Bank of America is negative on European equities as they see a "classical slowdown" as a likely scenario.
The bank says ambiguous macro data leaves the market jittery about the outlook for growth and inflation.
"It is a typical feature of late-cycle environments that macro data start to become ambiguous, with some data reflecting the strong activity levels and overheating pressures associated with a tight labour market, while others foreshadow the dampening impact of the tight monetary policy normally in place at this stage of the cycle," explains the bank.
"The current episode is no exception, with recent macro data prints offering support to all four possible combinations in the growth-inflation matrix: Goldilocks, higher-for-longer, stagflation and classical slowdown."
Furthermore, analysts argue that with European cyclicals versus defensives close to a 30-year high and the European equity risk premium at the lowest since 2007, much of the good macro news is already in the price.
"We see scope for slowing growth and stay negative on European equities," adds BofA.
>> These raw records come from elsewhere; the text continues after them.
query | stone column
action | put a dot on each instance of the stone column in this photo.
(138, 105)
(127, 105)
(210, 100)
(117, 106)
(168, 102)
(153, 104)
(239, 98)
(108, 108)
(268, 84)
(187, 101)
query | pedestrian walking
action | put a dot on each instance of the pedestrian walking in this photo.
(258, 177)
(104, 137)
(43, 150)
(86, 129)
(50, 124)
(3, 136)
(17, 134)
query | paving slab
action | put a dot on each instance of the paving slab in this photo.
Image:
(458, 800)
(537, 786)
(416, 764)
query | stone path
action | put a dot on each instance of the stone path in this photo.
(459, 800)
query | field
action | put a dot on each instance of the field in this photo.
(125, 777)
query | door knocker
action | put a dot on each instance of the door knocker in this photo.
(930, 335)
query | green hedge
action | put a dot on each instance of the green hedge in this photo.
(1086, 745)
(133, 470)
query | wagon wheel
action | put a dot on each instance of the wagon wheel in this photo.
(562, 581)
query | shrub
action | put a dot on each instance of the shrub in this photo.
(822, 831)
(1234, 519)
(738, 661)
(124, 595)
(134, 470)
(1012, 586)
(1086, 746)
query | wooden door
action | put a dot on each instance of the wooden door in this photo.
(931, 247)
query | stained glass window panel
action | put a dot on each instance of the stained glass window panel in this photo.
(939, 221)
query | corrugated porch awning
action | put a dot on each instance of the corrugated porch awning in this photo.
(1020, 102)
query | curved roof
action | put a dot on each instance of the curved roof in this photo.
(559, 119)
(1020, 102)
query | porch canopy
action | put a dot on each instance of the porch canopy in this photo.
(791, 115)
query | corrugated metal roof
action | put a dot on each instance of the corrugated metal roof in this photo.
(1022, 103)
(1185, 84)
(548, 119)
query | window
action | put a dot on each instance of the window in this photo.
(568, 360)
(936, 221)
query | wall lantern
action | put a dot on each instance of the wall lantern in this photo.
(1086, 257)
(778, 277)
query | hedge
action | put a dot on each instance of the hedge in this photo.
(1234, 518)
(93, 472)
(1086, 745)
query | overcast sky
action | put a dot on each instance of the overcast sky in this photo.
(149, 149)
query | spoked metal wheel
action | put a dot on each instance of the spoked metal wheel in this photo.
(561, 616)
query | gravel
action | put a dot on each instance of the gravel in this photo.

The bank says the best gauge of the global macro-cycle is the US labor market, with an increase in the unemployment rate typically signaling that the transition from late-cycle to end-of-cycle dynamics has started, with the signs historically presaging labor-market weakness in place.
In addition, analysts say that inflation has mostly unwound the undershoot to the subdued levels of supply-chain stress, implying softer inflation momentum ahead.
"As a consequence, we remain positioned for a classical slowdown, in which softening growth and fading inflation are accompanied by rising risk premia and declining EPS expectations," concludes BofA.